The problem with admitting this, however, is that the polar opposite approach seems to be the idea that the characters just take over and the writer is an unwitting conduit for the expression of the characters. This embarasses me and at its worst there are links made between ink and blood, etc. That's far too grand, to me. I don't trust someone who says "the character just took over." I understand it a little bit, but come on, does anyone really believe that? Of course it's ludicrous.

But there is a bit of truth to it, I suppose, if you just pull back a little. You encounter these problems. You don't know where the story is going. Then you have someone pick up a phone, and the writing comes easily, the dialogue does get written quickly, and you DO surprise yourself, characters DO say things you don't expect.

You can't relinquish complete control, though. You want this kind of automatic writing, because it's easy. But one of the things that makes it so easy is it doesn't matter. You discard as much of it as you need to.
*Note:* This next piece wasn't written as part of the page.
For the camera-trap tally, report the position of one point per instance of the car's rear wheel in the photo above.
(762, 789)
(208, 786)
You decide in the end, of course.

That's what makes both poles -- outlining and predetermining outcomes vs. spewing everything onto the page and letting it stand as is -- dangerous (if writing from the position of privilege most of us occupy can ever be dangerous). Too often the opposite of outlining stories is exercises intended to encourage the intuitive writing that comes of temporarily ceding control which actually end up having the same effect as outlining but seem to give the illusion that intuition is at work.
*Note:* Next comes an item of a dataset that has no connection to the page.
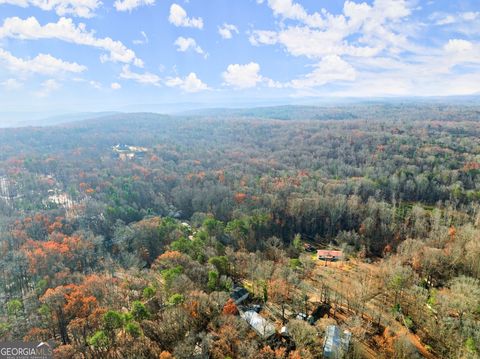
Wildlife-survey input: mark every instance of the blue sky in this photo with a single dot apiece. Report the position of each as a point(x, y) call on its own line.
point(103, 55)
I've read a few of these on blogs by writing students. I remember one which involves the writer interviewing a character to get to know them. What happens then? Many students end up having the character react in a hostile way and refuse to answer questions. This automatically seems sucessful, since the author has relinquished control, supposedly. But not really. They want a character who is powerful so they make the character behave as if he has power. There is nothing to learn in this exercise except what character is supposed to be.

I've come to the conclusion, myself, that character sketches and so on are useless. You can only know a character in retrospect. You can only know them when you are done their story and have a chance to reflect upon it.

I can't prove it, but it works for me.